Historia tych kotletów jest dość zabawna. Amelka kiedyś pokazała mi jakiś przepis na kotlety z kurczaka i tofu. Przeczytałam, ale odrzuciła mnie konieczność smażenia ich na głębokim tłuszczu. Składników nie zapamiętałam. Szykując się do tego przepisu zakupiłyśmy tofu i mięso. Córka spała, a ja chciałam przygotować obiad. Zrobiłam kotlety zgodnie z tym, co pamiętałam. Wyszło tak, że ostatecznie tofu w ogóle nie dodałam, bo zapomniałam. A żeby było zabawniej kotlety postanowiłam nabić na patyki i upiec. Dzieci zbiegły z góry pytając, co tak pięknie pachnie? Zaskoczenie było nieziemskie, gdy uchyliłam drzwiczki piekarnika. Super pomysł, żeby zachęcić dzieci do jedzenia warzyw, które są tu dyskretnie schowane. A patyk robi za element zachęcający do próbowania, bo forma inna, niż zwykle. Można łazić z nadzianym kotletem po całej kuchni i wkurzać mamę 😉
Kotlety pieczone na patyku
(7 sztuk)
Składniki:
- 300 g fileta z kurczaka
 - 2 marchewki
 - 10 cm pora
 - ¼ papryki czerwonej
 - ¼ papryki żółtej
 - 100 g ryżu
 - źdźbło szczypiorku
 - 1 jajko
 - 2 łyżki masła
 - sól, pieprz, curry – do smaku
 
Sposób przygotowania:
- Mięso z kurczaka pokroić w drobną kostkę.
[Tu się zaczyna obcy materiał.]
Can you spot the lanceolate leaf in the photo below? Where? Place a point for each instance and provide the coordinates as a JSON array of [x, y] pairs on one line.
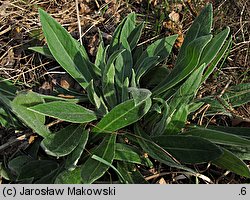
[[65, 49], [237, 95], [188, 89], [130, 173], [64, 141], [127, 153], [93, 169], [123, 115], [75, 155], [201, 27], [122, 33], [65, 111], [160, 48], [188, 63], [156, 151], [35, 121], [216, 60], [69, 177], [37, 169], [135, 35], [145, 66], [218, 137], [189, 149], [7, 89], [96, 100], [214, 46], [44, 50], [231, 162]]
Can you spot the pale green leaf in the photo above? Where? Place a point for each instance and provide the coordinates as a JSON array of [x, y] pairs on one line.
[[92, 169], [65, 111], [64, 141]]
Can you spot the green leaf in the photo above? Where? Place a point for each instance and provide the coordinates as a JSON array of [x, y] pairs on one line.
[[35, 121], [127, 153], [75, 155], [189, 149], [65, 111], [177, 120], [160, 48], [232, 163], [218, 137], [44, 50], [135, 35], [49, 178], [122, 32], [16, 164], [69, 177], [96, 100], [188, 63], [214, 46], [237, 95], [93, 169], [100, 56], [128, 28], [217, 59], [201, 27], [108, 79], [64, 141], [154, 76], [240, 131], [7, 89], [154, 150], [145, 66], [188, 89], [123, 115], [139, 95], [108, 164], [123, 66], [65, 49], [130, 173], [37, 169]]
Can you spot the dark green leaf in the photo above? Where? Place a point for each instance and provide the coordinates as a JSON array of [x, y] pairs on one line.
[[96, 100], [92, 169], [75, 155], [16, 164], [189, 149], [188, 64], [214, 46], [135, 35], [64, 141], [217, 59], [69, 177], [37, 169], [156, 151], [218, 137], [201, 27], [130, 173], [35, 121], [44, 50], [65, 49], [65, 111], [160, 48], [232, 163], [123, 115], [127, 153]]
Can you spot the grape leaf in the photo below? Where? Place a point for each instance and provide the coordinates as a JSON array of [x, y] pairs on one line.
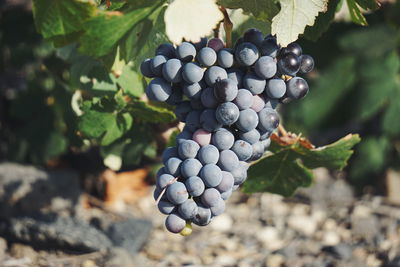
[[368, 4], [263, 10], [191, 19], [293, 17], [149, 113], [61, 18], [322, 22], [103, 32], [355, 13], [131, 81], [289, 166], [100, 124]]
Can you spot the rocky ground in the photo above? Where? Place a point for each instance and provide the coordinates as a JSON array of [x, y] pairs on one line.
[[324, 225]]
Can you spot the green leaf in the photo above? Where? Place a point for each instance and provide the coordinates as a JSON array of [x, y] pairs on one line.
[[293, 17], [288, 168], [118, 127], [57, 18], [142, 40], [355, 13], [322, 22], [263, 10], [148, 113], [368, 4], [131, 81], [103, 125], [103, 32]]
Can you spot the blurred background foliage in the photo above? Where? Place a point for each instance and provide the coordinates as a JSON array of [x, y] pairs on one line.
[[45, 87]]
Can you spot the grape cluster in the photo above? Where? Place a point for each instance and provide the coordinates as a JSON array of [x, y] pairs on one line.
[[227, 99]]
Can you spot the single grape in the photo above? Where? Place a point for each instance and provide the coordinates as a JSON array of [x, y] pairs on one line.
[[173, 166], [160, 172], [225, 90], [210, 197], [276, 88], [188, 209], [207, 57], [202, 137], [226, 58], [258, 151], [268, 119], [211, 175], [265, 67], [269, 47], [253, 83], [196, 104], [297, 88], [228, 161], [203, 216], [192, 73], [239, 174], [266, 143], [192, 90], [208, 98], [167, 50], [186, 52], [306, 64], [244, 99], [193, 120], [176, 96], [158, 90], [174, 223], [169, 152], [227, 113], [216, 44], [271, 103], [208, 154], [289, 64], [200, 44], [223, 139], [208, 120], [195, 186], [190, 167], [242, 149], [292, 48], [157, 63], [184, 135], [218, 208], [226, 182], [247, 121], [188, 149], [177, 193], [236, 75], [225, 195], [246, 54], [258, 103], [164, 180], [265, 135], [250, 137], [253, 36], [166, 207], [213, 74], [145, 68], [172, 70]]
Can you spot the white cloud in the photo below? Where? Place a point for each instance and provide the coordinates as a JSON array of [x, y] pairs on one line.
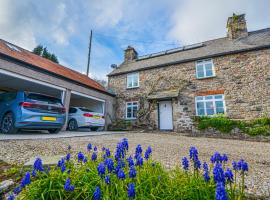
[[13, 29], [196, 21]]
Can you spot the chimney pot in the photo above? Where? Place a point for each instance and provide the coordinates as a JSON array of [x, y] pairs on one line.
[[130, 54], [236, 27]]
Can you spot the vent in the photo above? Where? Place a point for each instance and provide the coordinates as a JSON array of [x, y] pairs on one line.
[[12, 47], [184, 48]]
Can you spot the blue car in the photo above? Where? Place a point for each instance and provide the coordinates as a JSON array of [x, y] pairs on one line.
[[26, 110]]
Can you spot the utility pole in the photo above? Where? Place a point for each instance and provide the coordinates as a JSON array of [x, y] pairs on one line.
[[89, 53]]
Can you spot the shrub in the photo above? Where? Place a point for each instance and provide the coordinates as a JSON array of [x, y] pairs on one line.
[[138, 177], [223, 124]]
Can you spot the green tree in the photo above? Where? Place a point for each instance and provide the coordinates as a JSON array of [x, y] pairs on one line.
[[38, 50], [54, 58], [46, 53], [42, 51]]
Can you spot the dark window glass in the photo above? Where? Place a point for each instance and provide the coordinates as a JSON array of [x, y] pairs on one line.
[[86, 110], [43, 98]]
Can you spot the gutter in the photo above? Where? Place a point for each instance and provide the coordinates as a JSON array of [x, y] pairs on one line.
[[35, 67], [192, 59]]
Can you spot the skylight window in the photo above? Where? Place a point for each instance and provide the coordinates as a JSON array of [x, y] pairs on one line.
[[12, 47]]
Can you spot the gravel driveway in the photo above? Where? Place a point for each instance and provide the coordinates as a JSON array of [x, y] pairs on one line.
[[167, 148]]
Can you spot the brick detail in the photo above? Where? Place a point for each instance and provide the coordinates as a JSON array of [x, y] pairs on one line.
[[209, 92]]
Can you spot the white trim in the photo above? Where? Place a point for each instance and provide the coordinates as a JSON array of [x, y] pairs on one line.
[[204, 62], [132, 110], [87, 96], [2, 71], [132, 74], [210, 100]]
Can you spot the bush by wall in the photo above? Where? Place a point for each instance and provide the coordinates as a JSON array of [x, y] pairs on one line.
[[224, 124], [99, 175]]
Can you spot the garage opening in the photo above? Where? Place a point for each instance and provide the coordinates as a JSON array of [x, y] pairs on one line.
[[85, 112], [21, 109], [82, 100], [10, 82]]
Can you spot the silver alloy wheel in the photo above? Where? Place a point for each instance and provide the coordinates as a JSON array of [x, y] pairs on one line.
[[7, 123]]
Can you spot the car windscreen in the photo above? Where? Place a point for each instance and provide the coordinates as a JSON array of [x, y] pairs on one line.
[[43, 98], [86, 110]]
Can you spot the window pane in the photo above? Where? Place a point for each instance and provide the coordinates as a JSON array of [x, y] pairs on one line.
[[219, 104], [220, 110], [209, 108], [200, 74], [209, 73], [201, 112], [199, 98], [199, 67], [208, 66], [218, 96], [209, 97]]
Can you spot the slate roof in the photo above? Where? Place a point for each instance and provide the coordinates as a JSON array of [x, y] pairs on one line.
[[25, 56], [255, 40]]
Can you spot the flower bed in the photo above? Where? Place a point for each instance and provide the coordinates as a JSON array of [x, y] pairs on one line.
[[100, 175]]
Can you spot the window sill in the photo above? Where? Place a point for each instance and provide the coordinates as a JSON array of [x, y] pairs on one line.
[[132, 88]]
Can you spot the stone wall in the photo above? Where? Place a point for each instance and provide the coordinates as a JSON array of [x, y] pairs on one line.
[[244, 79]]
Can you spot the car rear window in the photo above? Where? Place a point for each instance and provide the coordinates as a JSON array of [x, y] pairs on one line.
[[86, 110], [44, 98]]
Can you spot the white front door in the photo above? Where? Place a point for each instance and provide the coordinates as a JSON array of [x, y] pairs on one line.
[[165, 115]]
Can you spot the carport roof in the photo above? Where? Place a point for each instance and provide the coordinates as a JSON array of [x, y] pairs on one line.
[[28, 57]]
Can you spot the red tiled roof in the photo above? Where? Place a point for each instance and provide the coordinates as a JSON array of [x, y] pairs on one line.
[[45, 64]]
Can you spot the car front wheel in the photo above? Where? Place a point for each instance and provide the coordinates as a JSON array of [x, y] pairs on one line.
[[55, 130], [72, 125], [8, 124]]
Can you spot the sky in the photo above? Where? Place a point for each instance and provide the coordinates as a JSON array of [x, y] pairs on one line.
[[63, 26]]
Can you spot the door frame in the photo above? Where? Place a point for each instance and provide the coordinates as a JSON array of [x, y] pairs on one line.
[[159, 115]]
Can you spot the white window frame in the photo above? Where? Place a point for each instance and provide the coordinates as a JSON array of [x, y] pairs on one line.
[[131, 76], [131, 109], [204, 62], [204, 100]]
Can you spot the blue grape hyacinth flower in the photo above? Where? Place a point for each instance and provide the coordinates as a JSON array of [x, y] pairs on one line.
[[11, 197], [25, 180], [139, 161], [121, 174], [80, 156], [130, 161], [107, 180], [193, 153], [17, 190], [68, 157], [221, 192], [206, 172], [228, 175], [110, 164], [94, 156], [132, 172], [97, 194], [38, 165], [218, 174], [185, 163], [68, 187], [131, 191], [242, 165], [89, 147], [148, 153], [101, 169]]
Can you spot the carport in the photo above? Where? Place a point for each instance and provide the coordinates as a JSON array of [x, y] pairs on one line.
[[13, 82], [22, 70], [78, 99]]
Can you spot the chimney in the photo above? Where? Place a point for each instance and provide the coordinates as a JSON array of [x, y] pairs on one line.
[[236, 27], [130, 54]]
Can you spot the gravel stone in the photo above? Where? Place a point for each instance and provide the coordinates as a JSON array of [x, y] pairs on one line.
[[168, 148]]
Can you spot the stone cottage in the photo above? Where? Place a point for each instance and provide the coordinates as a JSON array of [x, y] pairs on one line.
[[229, 75]]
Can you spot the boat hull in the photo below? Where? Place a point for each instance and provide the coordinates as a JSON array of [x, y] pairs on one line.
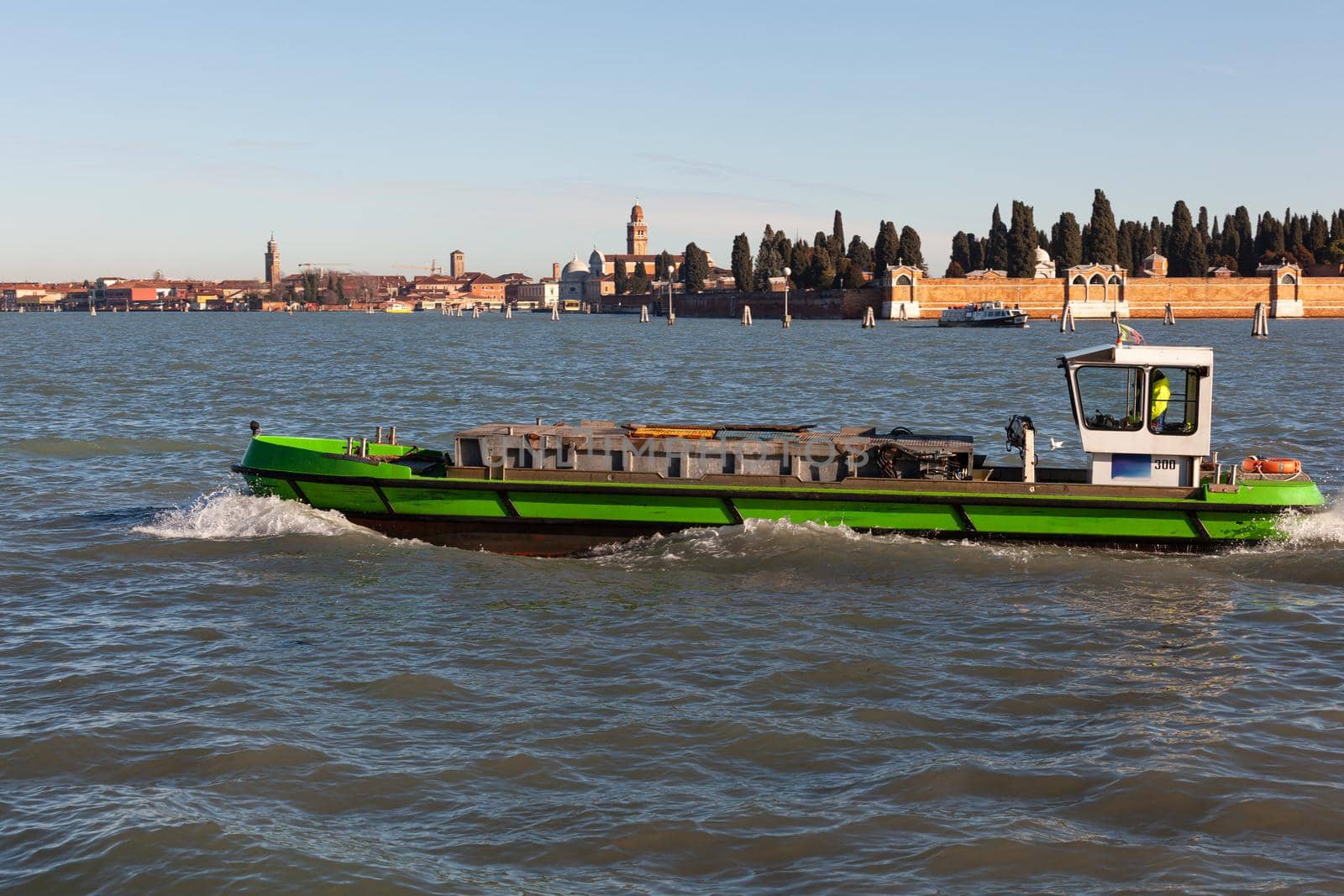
[[546, 513]]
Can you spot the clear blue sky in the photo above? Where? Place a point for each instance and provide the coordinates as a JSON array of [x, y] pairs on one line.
[[176, 137]]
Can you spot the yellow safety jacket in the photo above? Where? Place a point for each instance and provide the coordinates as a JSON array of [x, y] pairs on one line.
[[1162, 392]]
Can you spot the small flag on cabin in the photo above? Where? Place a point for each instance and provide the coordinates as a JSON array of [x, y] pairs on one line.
[[1131, 333]]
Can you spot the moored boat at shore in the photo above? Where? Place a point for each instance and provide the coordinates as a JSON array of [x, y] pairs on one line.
[[983, 315], [1144, 416]]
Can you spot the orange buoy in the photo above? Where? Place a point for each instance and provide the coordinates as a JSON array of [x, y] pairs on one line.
[[1281, 465]]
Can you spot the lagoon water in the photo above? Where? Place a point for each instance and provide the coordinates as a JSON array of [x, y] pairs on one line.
[[203, 691]]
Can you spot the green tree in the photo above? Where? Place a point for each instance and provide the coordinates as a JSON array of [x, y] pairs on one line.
[[1247, 258], [1317, 233], [851, 275], [907, 249], [1183, 233], [1101, 230], [1068, 248], [638, 280], [664, 262], [1196, 258], [312, 281], [801, 264], [1021, 242], [743, 262], [961, 251], [769, 264], [1126, 246], [859, 253], [696, 268], [998, 255], [886, 249]]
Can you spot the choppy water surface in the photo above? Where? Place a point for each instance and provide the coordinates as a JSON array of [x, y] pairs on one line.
[[203, 691]]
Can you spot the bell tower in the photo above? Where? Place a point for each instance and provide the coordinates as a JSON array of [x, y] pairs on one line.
[[272, 264], [636, 233]]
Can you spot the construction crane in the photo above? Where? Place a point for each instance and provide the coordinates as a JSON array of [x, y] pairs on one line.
[[433, 266]]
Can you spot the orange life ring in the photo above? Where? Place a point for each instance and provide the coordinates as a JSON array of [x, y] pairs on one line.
[[1281, 465]]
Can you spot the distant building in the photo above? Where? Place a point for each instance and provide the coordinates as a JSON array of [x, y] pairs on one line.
[[1045, 266], [272, 273], [636, 253], [1153, 266]]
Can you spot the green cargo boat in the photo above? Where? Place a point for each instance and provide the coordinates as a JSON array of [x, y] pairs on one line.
[[557, 490]]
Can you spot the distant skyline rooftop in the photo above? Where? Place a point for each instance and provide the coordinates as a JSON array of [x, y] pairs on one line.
[[927, 117]]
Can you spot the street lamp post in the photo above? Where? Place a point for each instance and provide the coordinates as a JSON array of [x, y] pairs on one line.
[[671, 313]]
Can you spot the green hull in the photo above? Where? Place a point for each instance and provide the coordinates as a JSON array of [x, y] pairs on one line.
[[553, 513]]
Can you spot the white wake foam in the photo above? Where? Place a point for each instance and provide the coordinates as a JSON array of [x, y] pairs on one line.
[[226, 515], [1305, 530]]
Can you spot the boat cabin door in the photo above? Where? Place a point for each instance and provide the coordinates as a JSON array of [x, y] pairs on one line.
[[1144, 412]]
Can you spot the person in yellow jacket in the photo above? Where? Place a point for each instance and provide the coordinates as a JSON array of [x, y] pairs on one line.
[[1160, 394]]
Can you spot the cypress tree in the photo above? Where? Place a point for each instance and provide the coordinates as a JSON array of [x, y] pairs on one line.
[[886, 249], [1247, 255], [1068, 246], [1140, 244], [1196, 259], [801, 264], [663, 264], [768, 261], [851, 275], [822, 242], [743, 262], [961, 251], [696, 268], [784, 248], [1102, 231], [1317, 234], [907, 248], [822, 271], [1021, 242], [859, 253], [998, 255], [1233, 248], [638, 280], [1182, 234], [1126, 244]]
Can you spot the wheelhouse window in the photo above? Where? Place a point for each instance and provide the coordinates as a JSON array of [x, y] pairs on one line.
[[1173, 401], [1112, 398]]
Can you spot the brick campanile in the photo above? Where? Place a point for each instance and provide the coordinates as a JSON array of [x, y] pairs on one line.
[[636, 233], [272, 271]]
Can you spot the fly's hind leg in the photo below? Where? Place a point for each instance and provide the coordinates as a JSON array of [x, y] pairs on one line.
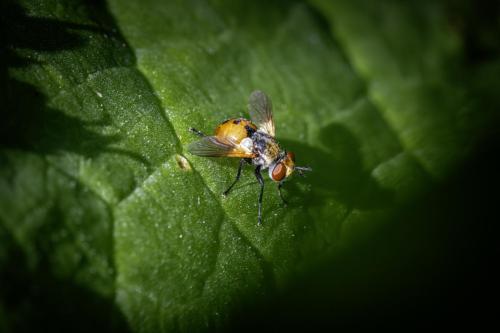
[[195, 131], [226, 192], [280, 185], [258, 175]]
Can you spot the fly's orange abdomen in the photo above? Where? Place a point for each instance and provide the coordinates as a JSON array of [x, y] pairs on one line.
[[235, 129]]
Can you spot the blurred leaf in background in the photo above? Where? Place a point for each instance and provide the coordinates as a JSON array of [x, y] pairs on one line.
[[107, 223]]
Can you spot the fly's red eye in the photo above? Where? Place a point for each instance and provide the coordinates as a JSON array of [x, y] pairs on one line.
[[279, 172]]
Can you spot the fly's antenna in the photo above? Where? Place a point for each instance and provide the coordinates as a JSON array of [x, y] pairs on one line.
[[302, 169]]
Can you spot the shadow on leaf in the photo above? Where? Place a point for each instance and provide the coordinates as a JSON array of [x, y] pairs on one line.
[[338, 171]]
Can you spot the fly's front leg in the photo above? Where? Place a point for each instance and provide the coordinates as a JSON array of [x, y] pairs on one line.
[[261, 182], [226, 192], [280, 185], [195, 131]]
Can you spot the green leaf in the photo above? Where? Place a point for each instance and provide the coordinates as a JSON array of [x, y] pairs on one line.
[[98, 191]]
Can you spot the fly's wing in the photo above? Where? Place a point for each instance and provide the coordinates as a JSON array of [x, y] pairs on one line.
[[212, 146], [261, 112]]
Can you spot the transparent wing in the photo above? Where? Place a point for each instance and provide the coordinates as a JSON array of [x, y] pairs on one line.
[[212, 146], [261, 111]]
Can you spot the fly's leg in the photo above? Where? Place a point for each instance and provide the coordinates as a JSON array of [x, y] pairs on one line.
[[280, 185], [226, 192], [261, 182], [195, 131]]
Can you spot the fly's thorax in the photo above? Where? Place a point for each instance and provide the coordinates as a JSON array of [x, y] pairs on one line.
[[235, 130], [265, 148]]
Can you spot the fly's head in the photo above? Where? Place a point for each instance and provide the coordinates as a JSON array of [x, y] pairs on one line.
[[285, 166]]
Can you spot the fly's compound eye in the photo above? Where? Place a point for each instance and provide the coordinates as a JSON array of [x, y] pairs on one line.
[[279, 172]]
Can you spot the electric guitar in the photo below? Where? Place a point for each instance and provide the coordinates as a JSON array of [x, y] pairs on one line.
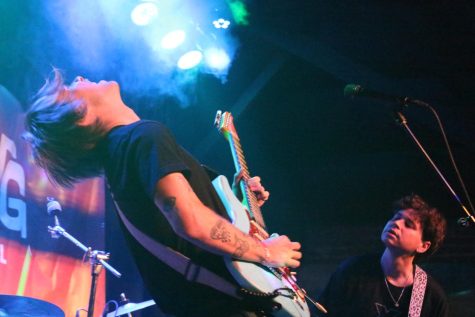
[[247, 217]]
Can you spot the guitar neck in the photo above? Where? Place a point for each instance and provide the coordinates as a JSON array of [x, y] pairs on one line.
[[249, 198]]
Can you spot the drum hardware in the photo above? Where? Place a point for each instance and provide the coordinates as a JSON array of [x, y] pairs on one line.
[[96, 258]]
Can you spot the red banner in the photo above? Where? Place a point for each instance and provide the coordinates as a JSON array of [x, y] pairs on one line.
[[32, 263]]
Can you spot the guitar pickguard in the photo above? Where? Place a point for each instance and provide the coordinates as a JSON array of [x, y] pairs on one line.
[[251, 275]]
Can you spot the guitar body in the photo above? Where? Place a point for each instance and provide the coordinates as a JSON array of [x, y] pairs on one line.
[[250, 275]]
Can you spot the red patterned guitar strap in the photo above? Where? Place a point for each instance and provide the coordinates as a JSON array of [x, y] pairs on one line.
[[418, 291]]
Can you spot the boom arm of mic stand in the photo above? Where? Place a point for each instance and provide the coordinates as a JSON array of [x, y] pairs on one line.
[[403, 122], [97, 262], [58, 230]]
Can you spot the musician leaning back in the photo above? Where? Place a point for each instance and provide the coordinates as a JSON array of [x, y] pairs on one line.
[[84, 129]]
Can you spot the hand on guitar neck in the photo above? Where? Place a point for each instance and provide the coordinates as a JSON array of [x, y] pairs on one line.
[[281, 252], [254, 184]]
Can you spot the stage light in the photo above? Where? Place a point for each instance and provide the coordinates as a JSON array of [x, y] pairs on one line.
[[173, 39], [190, 59], [217, 58], [144, 13], [221, 23]]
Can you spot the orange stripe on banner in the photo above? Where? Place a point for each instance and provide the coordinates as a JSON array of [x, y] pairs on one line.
[[54, 278]]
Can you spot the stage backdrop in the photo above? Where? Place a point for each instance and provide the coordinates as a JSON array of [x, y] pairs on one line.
[[32, 263]]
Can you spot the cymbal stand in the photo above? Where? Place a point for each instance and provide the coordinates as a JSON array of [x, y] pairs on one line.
[[96, 258]]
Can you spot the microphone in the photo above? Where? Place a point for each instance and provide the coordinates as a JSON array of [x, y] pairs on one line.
[[354, 90], [54, 209]]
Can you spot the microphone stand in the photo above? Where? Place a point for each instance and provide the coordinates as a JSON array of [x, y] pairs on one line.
[[401, 119], [97, 259]]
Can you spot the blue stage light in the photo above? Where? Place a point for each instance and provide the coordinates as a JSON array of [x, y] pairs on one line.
[[173, 39], [221, 23], [144, 13], [190, 59], [217, 58]]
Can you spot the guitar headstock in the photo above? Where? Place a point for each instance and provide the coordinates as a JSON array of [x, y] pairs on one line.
[[224, 123]]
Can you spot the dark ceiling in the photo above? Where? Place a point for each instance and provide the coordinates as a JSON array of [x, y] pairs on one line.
[[335, 157]]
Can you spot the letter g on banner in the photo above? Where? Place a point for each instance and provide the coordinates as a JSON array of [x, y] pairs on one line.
[[11, 171]]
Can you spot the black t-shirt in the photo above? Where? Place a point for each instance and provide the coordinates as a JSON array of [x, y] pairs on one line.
[[357, 289], [136, 156]]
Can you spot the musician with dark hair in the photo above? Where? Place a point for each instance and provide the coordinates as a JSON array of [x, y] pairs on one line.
[[85, 129], [392, 284]]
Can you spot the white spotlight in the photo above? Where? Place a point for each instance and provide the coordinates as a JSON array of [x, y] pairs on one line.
[[217, 58], [190, 59], [144, 13], [173, 39], [221, 23]]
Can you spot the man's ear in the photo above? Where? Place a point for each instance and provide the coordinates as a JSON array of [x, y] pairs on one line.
[[425, 245]]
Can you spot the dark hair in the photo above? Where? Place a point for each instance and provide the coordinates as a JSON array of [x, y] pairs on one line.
[[432, 222], [66, 150]]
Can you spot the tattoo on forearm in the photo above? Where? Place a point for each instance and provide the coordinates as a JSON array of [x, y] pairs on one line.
[[219, 232], [185, 183], [241, 247], [169, 204]]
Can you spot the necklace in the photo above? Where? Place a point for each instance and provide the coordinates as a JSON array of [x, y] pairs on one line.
[[396, 302]]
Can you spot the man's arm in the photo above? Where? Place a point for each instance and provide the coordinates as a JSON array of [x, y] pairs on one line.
[[195, 222]]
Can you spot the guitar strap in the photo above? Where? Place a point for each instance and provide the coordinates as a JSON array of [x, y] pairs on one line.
[[418, 291], [179, 262]]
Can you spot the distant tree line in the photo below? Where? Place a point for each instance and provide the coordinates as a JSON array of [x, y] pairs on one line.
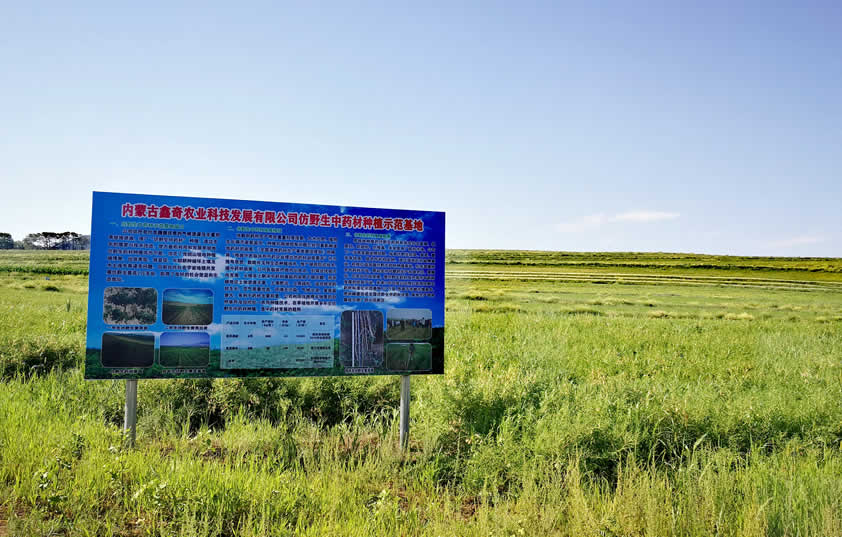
[[47, 240]]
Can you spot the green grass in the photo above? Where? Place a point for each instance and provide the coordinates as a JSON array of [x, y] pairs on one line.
[[657, 402], [186, 314], [172, 356], [402, 357]]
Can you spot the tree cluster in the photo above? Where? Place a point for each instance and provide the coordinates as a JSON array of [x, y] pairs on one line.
[[47, 240]]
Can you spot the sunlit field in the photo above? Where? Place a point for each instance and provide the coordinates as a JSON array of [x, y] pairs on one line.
[[584, 394]]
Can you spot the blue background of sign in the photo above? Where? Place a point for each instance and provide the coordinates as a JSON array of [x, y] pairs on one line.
[[108, 221]]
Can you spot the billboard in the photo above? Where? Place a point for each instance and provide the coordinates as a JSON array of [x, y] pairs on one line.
[[197, 287]]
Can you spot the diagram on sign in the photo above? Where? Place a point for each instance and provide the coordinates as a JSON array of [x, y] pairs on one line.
[[277, 342]]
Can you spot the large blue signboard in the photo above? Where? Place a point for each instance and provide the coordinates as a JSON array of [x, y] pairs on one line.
[[198, 287]]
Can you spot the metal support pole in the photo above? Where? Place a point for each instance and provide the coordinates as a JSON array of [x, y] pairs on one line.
[[130, 415], [404, 411]]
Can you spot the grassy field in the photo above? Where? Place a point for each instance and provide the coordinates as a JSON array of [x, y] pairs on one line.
[[181, 313], [584, 394], [184, 356]]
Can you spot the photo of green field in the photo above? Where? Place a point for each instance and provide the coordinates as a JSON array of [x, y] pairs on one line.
[[184, 349], [130, 305], [127, 350], [409, 356], [361, 338], [409, 324], [187, 307], [583, 394]]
 - Marchewkę obrać i pokroić słupki, a następnie w kostkę.
 - Pora umyć i posiekać w drobne kawałki.
 - Papryki umyć i pokroić w drobną kostkę.
 - Ryż ugotować al dente i wystudzić.
 - Szczypiorek posiekać.
 - Na rozgrzanym maśle usmażyć kolejno: marchewkę, pora, papryki. Ostudzić.
 - Do miski przełożyć mięso, dodać usmażone warzywa, szczypiorek, ryż. Wbić jajko. Doprawić masę do smaku solą, pieprzem i curry.
 - Blachę piekarnika wyłożyć papierem do pieczenia. Formować podłużne kotlety. W każdy wbić patyczek. Układać na blasze.
 - Piec 30 minut w temperaturze 180 stopni Celsjusza.